More about HKUST
Minimum Exposure Approach for Trustworthy Vertical Federated Learning
The Hong Kong University of Science and Technology
Department of Computer Science and Engineering
PhD Thesis Defence
Title: "Minimum Exposure Approach for Trustworthy Vertical Federated
Learning"
By
Mr. Dashan GAO
Abstract:
As artificial intelligence advances, addressing data scarcity and privacy
concerns becomes crucial. Federated Learning (FL) offers a
privacy-preserving framework for collaborative model training across
organizations. Specifically, Vertical Federated Learning (VFL) faces
unique challenges arising from vertically partitioned data among parties.
This thesis introduces a minimum-exposure approach for trustworthy VFL,
aiming to expose only the minimum-necessary information needed, thereby
balancing trustworthiness objectives such as privacy, utility, robustness,
and efficiency. By categorizing information exposure into data and model
parameter exposure, this thesis proposes guides targeted mitigation
strategies. First, we address intra-sample label exposure in VFL with a
two-phase framework: offline-phase cleansing and training-phase
perturbation. Our proposed Label Privacy Source Coding (LPSC) encodes the
minimum-necessary label information in the offline phase. Then, we employ
adversarial training to enhance privacy during training. Second, we
further explore a more challenging VFL scenario with arbitrarily aligned
samples. We introduce the Complementary Knowledge Distillation (CKD)

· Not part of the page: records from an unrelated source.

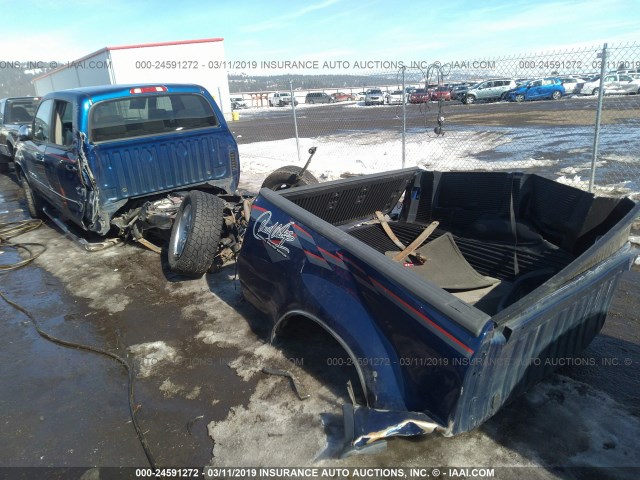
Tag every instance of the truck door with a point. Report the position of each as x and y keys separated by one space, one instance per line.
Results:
x=34 y=151
x=61 y=159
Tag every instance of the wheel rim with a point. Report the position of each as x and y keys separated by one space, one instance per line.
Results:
x=182 y=232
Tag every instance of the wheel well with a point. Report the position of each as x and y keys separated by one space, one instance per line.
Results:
x=318 y=340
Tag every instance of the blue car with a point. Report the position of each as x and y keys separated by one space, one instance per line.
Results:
x=537 y=89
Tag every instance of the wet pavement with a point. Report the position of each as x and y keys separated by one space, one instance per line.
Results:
x=202 y=399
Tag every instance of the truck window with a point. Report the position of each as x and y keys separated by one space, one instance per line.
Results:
x=63 y=124
x=149 y=115
x=20 y=111
x=42 y=123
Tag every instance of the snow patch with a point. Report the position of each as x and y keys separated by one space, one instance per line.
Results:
x=150 y=355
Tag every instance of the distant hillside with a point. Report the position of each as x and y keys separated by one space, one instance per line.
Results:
x=255 y=83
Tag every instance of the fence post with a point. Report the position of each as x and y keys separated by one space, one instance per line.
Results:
x=295 y=119
x=596 y=136
x=404 y=116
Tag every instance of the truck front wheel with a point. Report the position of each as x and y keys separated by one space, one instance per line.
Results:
x=288 y=177
x=196 y=234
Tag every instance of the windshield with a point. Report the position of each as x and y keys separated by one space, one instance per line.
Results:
x=149 y=115
x=20 y=111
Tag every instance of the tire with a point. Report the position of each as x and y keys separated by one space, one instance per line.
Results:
x=196 y=234
x=34 y=201
x=286 y=177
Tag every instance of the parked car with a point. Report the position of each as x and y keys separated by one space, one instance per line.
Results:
x=395 y=97
x=434 y=351
x=440 y=93
x=374 y=96
x=591 y=86
x=537 y=90
x=238 y=103
x=489 y=90
x=458 y=92
x=341 y=97
x=572 y=85
x=420 y=95
x=616 y=83
x=130 y=158
x=14 y=112
x=319 y=97
x=280 y=99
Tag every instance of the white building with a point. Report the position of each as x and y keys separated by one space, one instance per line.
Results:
x=190 y=61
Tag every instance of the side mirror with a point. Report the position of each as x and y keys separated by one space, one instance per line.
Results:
x=24 y=133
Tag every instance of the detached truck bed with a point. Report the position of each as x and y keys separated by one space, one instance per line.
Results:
x=519 y=271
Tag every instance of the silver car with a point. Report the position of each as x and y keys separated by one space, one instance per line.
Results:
x=395 y=97
x=489 y=90
x=374 y=96
x=572 y=84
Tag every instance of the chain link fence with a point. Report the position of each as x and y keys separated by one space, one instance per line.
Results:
x=484 y=114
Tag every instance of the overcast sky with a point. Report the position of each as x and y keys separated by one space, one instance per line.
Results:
x=321 y=30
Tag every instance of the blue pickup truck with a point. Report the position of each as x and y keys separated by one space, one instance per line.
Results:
x=121 y=160
x=451 y=292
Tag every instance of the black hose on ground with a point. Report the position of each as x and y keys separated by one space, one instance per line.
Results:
x=12 y=229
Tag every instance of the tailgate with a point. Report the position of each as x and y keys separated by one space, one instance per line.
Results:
x=542 y=337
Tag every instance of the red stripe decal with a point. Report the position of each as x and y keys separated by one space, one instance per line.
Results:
x=302 y=230
x=315 y=256
x=423 y=316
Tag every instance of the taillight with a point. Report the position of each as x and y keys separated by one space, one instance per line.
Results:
x=147 y=90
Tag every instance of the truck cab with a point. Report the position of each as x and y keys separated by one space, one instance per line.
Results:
x=124 y=158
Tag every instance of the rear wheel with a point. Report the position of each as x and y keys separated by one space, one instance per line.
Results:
x=287 y=177
x=33 y=199
x=196 y=234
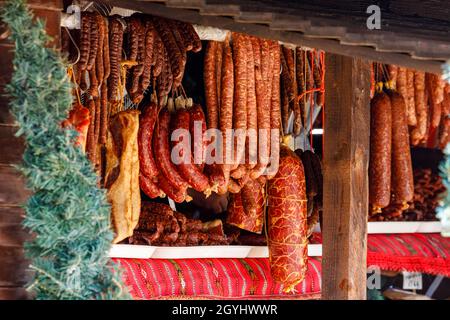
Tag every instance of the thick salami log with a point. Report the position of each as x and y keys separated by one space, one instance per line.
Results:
x=380 y=151
x=251 y=219
x=147 y=123
x=287 y=222
x=187 y=169
x=402 y=175
x=419 y=132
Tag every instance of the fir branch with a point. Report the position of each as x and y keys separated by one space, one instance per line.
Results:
x=68 y=214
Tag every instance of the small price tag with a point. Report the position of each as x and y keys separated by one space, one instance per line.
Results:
x=412 y=280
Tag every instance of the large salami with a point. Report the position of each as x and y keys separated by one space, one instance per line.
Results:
x=380 y=152
x=287 y=221
x=244 y=215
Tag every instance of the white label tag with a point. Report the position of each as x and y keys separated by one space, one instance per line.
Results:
x=412 y=280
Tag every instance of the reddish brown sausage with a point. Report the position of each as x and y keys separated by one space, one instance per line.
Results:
x=402 y=175
x=146 y=127
x=197 y=117
x=287 y=221
x=149 y=187
x=380 y=151
x=187 y=169
x=209 y=77
x=162 y=153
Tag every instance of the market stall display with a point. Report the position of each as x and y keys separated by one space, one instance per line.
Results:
x=175 y=122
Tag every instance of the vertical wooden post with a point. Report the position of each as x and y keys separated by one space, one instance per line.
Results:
x=346 y=157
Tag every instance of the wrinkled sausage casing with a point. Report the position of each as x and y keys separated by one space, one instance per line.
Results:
x=250 y=219
x=287 y=221
x=402 y=175
x=380 y=151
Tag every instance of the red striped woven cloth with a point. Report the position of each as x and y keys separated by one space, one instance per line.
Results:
x=213 y=279
x=250 y=278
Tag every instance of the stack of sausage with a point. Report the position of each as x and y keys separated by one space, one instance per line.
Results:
x=427 y=99
x=428 y=189
x=302 y=75
x=159 y=46
x=159 y=175
x=390 y=167
x=156 y=52
x=243 y=93
x=159 y=225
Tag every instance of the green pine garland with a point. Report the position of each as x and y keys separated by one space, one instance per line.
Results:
x=68 y=214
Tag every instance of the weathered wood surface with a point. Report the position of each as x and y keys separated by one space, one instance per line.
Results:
x=346 y=156
x=314 y=26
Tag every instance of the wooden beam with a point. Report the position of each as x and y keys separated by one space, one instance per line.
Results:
x=329 y=45
x=346 y=156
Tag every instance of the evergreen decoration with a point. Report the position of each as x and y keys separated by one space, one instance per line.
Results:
x=68 y=214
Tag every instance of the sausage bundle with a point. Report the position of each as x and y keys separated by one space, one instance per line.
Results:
x=287 y=221
x=302 y=86
x=246 y=208
x=425 y=100
x=380 y=151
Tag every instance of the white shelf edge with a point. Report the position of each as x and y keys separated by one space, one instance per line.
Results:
x=196 y=252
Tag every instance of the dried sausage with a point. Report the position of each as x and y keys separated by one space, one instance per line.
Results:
x=402 y=175
x=380 y=151
x=287 y=222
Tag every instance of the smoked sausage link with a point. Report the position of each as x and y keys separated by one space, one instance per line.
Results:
x=287 y=221
x=188 y=171
x=162 y=152
x=146 y=126
x=402 y=175
x=380 y=151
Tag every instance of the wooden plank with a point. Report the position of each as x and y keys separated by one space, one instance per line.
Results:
x=12 y=147
x=14 y=268
x=346 y=154
x=14 y=293
x=12 y=187
x=328 y=45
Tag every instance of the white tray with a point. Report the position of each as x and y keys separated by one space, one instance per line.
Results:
x=405 y=227
x=146 y=252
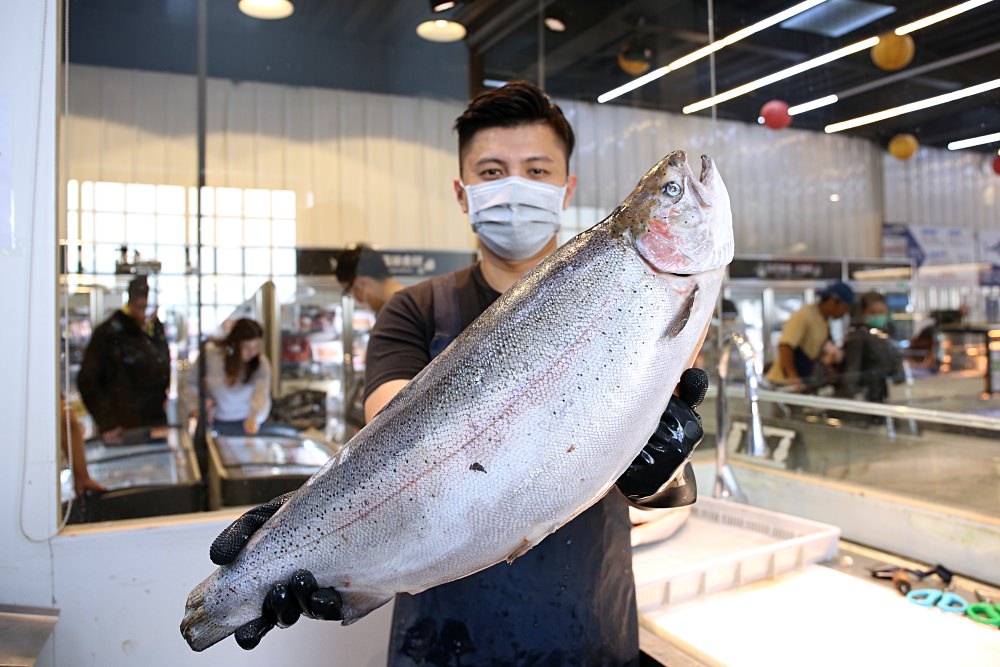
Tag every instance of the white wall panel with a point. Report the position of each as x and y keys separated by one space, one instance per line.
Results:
x=940 y=187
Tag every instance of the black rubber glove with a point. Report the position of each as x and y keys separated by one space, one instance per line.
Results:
x=285 y=602
x=661 y=475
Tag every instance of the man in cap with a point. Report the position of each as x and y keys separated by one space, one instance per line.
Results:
x=125 y=374
x=806 y=336
x=362 y=272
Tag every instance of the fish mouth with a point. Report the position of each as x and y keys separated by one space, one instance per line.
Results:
x=690 y=231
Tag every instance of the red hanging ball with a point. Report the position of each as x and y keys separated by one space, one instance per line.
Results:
x=775 y=114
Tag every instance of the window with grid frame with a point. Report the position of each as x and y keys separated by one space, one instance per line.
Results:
x=247 y=237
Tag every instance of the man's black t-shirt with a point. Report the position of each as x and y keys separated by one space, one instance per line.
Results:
x=399 y=345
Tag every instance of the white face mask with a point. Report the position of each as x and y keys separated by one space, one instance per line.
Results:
x=515 y=217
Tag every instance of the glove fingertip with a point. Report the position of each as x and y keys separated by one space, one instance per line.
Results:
x=228 y=545
x=249 y=634
x=693 y=386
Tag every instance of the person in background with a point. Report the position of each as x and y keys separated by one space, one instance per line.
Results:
x=709 y=354
x=125 y=374
x=805 y=351
x=362 y=272
x=871 y=359
x=571 y=598
x=72 y=447
x=237 y=381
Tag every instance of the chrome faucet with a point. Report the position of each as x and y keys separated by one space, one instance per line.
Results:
x=725 y=481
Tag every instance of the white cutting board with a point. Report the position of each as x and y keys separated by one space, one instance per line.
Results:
x=821 y=617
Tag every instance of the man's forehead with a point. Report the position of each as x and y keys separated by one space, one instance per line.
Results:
x=532 y=141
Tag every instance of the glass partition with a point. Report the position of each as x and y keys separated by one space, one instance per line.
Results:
x=216 y=170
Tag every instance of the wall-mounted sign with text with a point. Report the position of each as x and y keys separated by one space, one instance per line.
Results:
x=414 y=264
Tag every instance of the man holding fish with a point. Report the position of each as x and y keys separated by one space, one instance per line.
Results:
x=571 y=598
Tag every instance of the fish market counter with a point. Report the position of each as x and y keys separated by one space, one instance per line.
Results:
x=710 y=596
x=152 y=471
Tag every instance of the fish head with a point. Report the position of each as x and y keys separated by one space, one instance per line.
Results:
x=679 y=222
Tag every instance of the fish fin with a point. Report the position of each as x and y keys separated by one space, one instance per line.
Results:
x=358 y=604
x=684 y=314
x=523 y=548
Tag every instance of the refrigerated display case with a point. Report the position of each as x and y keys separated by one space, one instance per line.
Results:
x=767 y=290
x=154 y=471
x=322 y=360
x=249 y=470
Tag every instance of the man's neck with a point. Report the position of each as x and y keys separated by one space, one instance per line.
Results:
x=501 y=273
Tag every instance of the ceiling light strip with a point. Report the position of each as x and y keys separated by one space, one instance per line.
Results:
x=886 y=80
x=815 y=104
x=783 y=74
x=708 y=50
x=940 y=16
x=743 y=34
x=912 y=106
x=974 y=141
x=822 y=60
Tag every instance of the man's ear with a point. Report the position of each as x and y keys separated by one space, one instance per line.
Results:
x=463 y=202
x=570 y=189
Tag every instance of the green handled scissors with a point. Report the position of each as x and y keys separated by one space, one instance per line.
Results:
x=984 y=612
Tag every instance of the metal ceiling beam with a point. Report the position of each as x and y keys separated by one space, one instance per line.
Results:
x=512 y=16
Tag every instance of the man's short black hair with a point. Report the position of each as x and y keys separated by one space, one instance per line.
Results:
x=517 y=103
x=360 y=260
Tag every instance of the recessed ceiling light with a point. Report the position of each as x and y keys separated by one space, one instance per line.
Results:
x=912 y=106
x=707 y=50
x=554 y=24
x=267 y=9
x=974 y=141
x=440 y=30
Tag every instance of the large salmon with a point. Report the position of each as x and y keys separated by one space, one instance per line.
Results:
x=522 y=423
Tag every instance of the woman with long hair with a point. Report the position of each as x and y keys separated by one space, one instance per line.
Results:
x=237 y=381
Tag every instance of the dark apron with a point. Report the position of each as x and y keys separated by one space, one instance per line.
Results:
x=568 y=601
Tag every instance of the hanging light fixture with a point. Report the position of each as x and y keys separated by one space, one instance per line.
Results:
x=267 y=9
x=439 y=30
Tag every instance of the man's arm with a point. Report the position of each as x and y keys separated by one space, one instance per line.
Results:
x=661 y=475
x=381 y=396
x=397 y=347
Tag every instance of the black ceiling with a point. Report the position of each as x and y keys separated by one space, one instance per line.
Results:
x=372 y=45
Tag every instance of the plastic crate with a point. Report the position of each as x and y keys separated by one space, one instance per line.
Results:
x=724 y=545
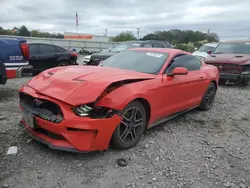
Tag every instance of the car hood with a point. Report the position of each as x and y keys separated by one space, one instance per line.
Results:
x=77 y=85
x=228 y=58
x=201 y=54
x=106 y=54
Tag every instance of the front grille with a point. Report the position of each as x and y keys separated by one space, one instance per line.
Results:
x=227 y=68
x=41 y=108
x=95 y=60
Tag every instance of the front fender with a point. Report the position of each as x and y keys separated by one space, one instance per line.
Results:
x=121 y=96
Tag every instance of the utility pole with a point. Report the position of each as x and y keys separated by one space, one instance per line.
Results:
x=208 y=31
x=138 y=33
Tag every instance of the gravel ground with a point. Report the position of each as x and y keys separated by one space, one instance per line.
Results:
x=199 y=149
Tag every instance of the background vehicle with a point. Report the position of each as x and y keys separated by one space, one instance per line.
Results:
x=83 y=51
x=205 y=50
x=45 y=56
x=232 y=58
x=14 y=58
x=86 y=58
x=132 y=91
x=97 y=57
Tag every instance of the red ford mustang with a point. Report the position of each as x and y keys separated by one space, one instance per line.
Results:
x=87 y=108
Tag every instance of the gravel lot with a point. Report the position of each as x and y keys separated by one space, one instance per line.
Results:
x=199 y=149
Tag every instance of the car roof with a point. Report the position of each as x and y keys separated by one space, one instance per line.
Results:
x=163 y=50
x=212 y=44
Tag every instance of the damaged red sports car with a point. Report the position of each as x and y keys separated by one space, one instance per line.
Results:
x=87 y=108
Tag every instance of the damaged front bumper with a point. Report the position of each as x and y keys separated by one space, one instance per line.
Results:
x=73 y=133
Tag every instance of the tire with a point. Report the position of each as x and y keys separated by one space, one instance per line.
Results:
x=222 y=81
x=131 y=128
x=63 y=63
x=208 y=99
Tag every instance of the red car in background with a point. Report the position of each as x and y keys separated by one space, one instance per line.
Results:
x=232 y=58
x=87 y=108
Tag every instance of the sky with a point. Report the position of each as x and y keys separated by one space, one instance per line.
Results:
x=228 y=18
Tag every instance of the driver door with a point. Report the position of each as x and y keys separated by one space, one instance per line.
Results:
x=182 y=90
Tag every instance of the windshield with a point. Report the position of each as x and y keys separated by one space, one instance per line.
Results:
x=239 y=48
x=124 y=46
x=205 y=48
x=140 y=61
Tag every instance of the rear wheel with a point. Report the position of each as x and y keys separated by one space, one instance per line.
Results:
x=131 y=127
x=208 y=99
x=222 y=81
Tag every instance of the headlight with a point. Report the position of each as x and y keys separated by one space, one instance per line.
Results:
x=83 y=110
x=89 y=110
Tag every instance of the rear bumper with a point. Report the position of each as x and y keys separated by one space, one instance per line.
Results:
x=235 y=77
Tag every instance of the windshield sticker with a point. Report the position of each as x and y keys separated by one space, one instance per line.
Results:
x=154 y=54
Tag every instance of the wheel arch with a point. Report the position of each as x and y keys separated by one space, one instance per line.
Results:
x=146 y=106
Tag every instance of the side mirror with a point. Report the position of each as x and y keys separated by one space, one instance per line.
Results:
x=179 y=71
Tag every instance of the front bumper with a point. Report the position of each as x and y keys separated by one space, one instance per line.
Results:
x=76 y=134
x=235 y=77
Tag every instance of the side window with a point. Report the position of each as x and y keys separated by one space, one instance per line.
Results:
x=157 y=45
x=47 y=49
x=147 y=45
x=59 y=49
x=33 y=49
x=191 y=63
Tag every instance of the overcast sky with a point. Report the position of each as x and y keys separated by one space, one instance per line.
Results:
x=229 y=18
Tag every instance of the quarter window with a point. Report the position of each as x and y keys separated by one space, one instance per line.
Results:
x=47 y=49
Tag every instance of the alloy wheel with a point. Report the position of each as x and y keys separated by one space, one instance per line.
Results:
x=131 y=124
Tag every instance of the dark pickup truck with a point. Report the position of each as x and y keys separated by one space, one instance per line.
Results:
x=14 y=58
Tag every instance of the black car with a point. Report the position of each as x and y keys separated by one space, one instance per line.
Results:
x=97 y=57
x=45 y=56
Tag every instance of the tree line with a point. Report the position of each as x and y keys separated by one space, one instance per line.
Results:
x=23 y=31
x=174 y=36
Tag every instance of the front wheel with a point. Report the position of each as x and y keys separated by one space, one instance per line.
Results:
x=208 y=99
x=131 y=127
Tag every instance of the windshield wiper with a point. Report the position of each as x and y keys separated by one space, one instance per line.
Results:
x=218 y=53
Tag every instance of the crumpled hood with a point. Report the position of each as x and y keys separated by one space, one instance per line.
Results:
x=228 y=58
x=77 y=85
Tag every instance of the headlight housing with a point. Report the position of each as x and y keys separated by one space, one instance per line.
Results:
x=92 y=111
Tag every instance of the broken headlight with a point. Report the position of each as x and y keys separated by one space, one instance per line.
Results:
x=89 y=110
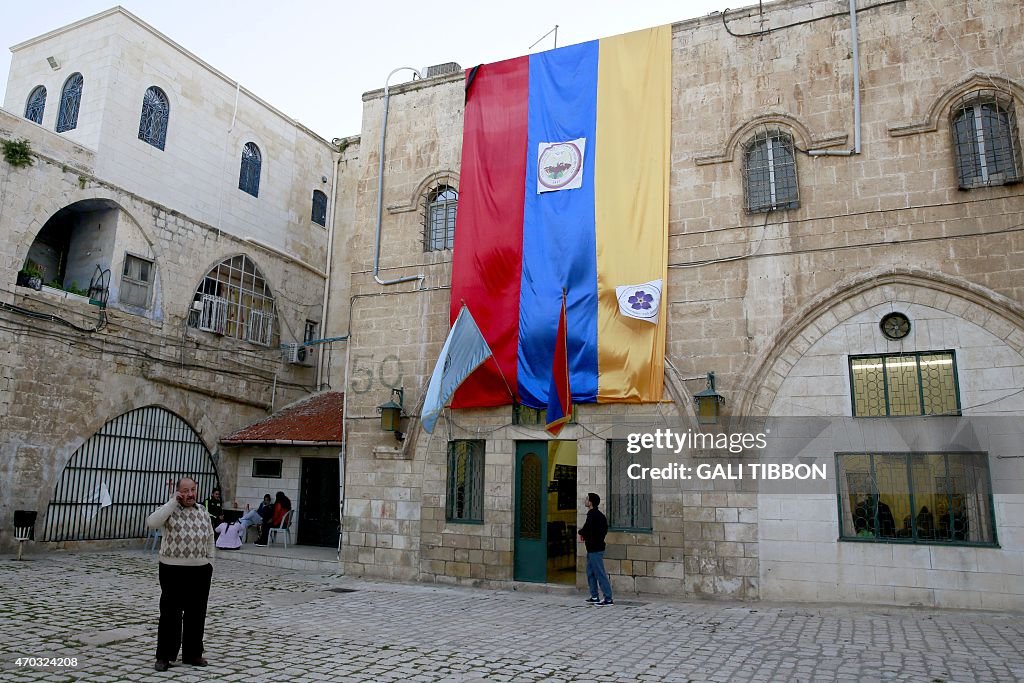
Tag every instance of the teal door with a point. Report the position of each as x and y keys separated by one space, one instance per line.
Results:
x=530 y=552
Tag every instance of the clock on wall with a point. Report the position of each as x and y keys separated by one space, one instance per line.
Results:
x=895 y=326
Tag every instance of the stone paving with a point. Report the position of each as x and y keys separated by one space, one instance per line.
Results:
x=268 y=624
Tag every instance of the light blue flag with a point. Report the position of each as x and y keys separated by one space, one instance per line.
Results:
x=464 y=351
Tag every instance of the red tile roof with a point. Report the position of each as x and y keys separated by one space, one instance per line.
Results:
x=314 y=421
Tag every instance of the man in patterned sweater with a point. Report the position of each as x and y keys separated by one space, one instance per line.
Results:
x=185 y=568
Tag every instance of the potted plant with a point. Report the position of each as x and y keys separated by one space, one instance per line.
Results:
x=31 y=274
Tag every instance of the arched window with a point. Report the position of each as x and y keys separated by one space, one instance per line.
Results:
x=249 y=174
x=153 y=123
x=320 y=208
x=986 y=142
x=235 y=300
x=770 y=172
x=438 y=228
x=37 y=102
x=71 y=99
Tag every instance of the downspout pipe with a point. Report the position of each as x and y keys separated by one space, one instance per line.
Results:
x=856 y=93
x=380 y=188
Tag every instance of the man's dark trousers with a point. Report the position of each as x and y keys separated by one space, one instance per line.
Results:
x=184 y=593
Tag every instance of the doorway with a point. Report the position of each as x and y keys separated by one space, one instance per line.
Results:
x=318 y=516
x=545 y=547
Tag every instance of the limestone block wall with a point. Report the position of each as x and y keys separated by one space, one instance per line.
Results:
x=801 y=558
x=211 y=119
x=744 y=291
x=58 y=384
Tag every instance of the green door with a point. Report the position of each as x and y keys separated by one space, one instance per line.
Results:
x=530 y=561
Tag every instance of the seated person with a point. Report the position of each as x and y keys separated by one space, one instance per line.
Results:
x=870 y=509
x=256 y=516
x=281 y=507
x=229 y=536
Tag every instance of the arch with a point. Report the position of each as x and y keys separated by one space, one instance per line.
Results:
x=233 y=299
x=71 y=102
x=940 y=105
x=811 y=322
x=155 y=117
x=36 y=104
x=801 y=133
x=249 y=170
x=122 y=472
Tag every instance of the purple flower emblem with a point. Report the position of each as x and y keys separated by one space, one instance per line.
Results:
x=640 y=300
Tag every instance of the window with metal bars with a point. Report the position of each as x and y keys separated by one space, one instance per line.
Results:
x=465 y=482
x=136 y=276
x=37 y=102
x=156 y=114
x=931 y=498
x=629 y=500
x=71 y=100
x=986 y=142
x=235 y=300
x=904 y=384
x=249 y=172
x=770 y=172
x=320 y=208
x=438 y=227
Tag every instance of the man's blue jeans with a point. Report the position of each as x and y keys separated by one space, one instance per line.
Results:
x=597 y=575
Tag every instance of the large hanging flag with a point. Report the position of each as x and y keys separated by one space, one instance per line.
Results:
x=559 y=393
x=464 y=351
x=564 y=186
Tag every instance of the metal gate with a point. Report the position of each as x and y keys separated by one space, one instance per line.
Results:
x=123 y=473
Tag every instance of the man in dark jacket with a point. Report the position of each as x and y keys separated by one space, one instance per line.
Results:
x=592 y=534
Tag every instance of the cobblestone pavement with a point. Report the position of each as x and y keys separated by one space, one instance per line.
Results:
x=270 y=625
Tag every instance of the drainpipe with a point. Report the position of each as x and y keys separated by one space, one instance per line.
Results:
x=330 y=257
x=856 y=93
x=380 y=188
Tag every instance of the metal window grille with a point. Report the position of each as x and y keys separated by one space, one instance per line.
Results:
x=465 y=481
x=249 y=172
x=986 y=142
x=124 y=472
x=770 y=172
x=71 y=100
x=629 y=500
x=320 y=208
x=934 y=498
x=37 y=102
x=153 y=122
x=259 y=328
x=439 y=206
x=214 y=315
x=235 y=300
x=135 y=280
x=904 y=384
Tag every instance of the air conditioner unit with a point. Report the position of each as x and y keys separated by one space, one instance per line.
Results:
x=297 y=353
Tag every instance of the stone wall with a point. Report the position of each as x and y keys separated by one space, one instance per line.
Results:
x=58 y=384
x=745 y=291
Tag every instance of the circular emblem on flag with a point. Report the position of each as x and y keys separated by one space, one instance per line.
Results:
x=640 y=301
x=558 y=165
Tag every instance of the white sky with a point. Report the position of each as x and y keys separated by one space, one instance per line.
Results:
x=313 y=59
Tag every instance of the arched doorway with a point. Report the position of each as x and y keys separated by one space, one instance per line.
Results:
x=123 y=472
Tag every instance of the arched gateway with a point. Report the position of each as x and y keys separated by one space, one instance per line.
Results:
x=125 y=471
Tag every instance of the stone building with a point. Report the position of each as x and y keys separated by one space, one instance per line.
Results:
x=182 y=225
x=858 y=270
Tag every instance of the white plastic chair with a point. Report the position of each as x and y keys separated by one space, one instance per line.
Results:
x=285 y=527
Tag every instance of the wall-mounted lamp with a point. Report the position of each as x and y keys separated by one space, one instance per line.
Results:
x=392 y=412
x=709 y=402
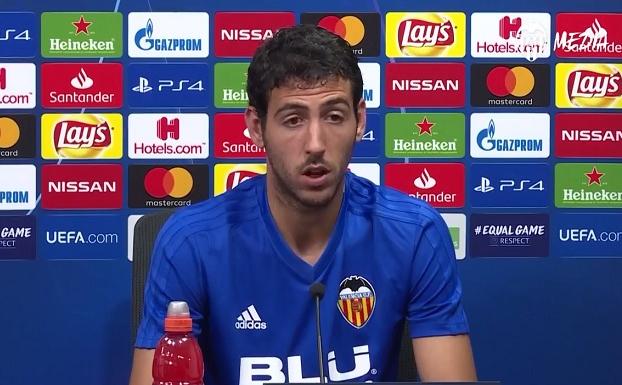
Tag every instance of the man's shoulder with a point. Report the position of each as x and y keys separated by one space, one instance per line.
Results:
x=386 y=203
x=215 y=216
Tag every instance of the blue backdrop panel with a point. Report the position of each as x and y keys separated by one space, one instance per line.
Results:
x=551 y=321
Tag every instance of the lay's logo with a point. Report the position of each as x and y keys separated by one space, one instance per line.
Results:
x=425 y=34
x=590 y=85
x=82 y=136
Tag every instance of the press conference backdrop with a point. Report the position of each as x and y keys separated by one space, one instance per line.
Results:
x=504 y=115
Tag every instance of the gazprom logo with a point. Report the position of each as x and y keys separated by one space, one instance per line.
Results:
x=146 y=42
x=487 y=142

framework to minimizing intra-sample information exposure and facilitate
privacy-preserving knowledge transfer among parties. Third, we tackle
model parameter exposure in heterogeneous federated transfer learning by
proposing a cryptography-based framework PP-HFTL. A model integration
method in PP-HFTL reduces model parameter exposure and allows local model
inference. Finally, we address inter-sample information exposure by
proposing a secure vertical federated dataset condensation (VFDC)
framework. This framework efficiently condenses the entire real dataset in
VFL to a small synthetic dataset, reducing inter-sample information
exposure that could compromise privacy while maintaining model utility.
Extensive experiments on real-world datasets demonstrate the effectiveness
and efficiency of our approaches, outperforming existing baselines in
various objectives.
Date: Friday, 28 February 2025
Time: 10:00am - 12:00noon
Venue: Room 4472
Lifts 25/26
Chairman: Prof. Andrew Wing On POON (ECE)
Committee Members: Prof. Qiang YANG (Supervisor)
Prof. Kai CHEN (Supervisor)
Dr. Xiaojuan MA
Dr. Wei WANG
Dr. Can YANG (MATH)
Prof. Hongxia YANG (PolyU)